On Tuesday, Brunetti, who is one of the producers behind “House of Cards,” “The Social Network” and the “Fifty Shades of Grey” franchise and was also called “the most openly disliked and secretly beloved” Hollywood executive by Vanity Fair, accused Baldwin of lying about the anecdote.
In a series of 11 tweets, Brunetti, called out Baldwin, writing that the actor was completely aware that Reed was 16 (not 17, as he wrote in his book) when they filmed the movie and that it wasn’t an issue.

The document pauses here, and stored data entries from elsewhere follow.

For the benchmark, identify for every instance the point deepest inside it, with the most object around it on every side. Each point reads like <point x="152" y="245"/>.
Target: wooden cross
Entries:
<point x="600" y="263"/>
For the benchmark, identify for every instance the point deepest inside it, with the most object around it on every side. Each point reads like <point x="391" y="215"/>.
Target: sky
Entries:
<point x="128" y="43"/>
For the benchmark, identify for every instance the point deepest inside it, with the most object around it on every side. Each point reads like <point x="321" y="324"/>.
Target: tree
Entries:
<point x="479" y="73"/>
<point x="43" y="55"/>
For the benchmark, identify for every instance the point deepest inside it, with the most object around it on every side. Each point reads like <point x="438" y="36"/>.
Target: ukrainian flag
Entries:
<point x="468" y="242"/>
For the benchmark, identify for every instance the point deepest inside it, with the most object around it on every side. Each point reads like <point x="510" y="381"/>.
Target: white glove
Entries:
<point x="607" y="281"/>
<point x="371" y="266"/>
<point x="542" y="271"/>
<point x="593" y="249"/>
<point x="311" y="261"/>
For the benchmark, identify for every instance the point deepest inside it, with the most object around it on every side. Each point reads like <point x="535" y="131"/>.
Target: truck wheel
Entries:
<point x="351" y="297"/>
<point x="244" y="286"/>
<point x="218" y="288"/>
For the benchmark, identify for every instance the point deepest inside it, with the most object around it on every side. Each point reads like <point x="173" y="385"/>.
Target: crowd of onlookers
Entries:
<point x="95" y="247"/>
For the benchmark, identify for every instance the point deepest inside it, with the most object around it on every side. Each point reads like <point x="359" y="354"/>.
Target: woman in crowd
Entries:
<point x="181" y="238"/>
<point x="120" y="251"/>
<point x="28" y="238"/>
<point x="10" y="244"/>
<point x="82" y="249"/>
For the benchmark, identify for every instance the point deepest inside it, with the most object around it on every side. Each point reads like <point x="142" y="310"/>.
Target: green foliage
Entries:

In fact, Brunetti claims that Reed being underage was seen as something positive. He wrote that the film’s director, Nick Guthe, said it meant there would be no pressure to film nude scenes, which was an issue due to the film’s subject matter. Brunetti went on to say that Baldwin had never “yelled” at him about the matter.
Finally, Brunetti suggested that since the actor had been impersonating Donald Trump so often, “maybe there was a bit of method acting when writing his book?”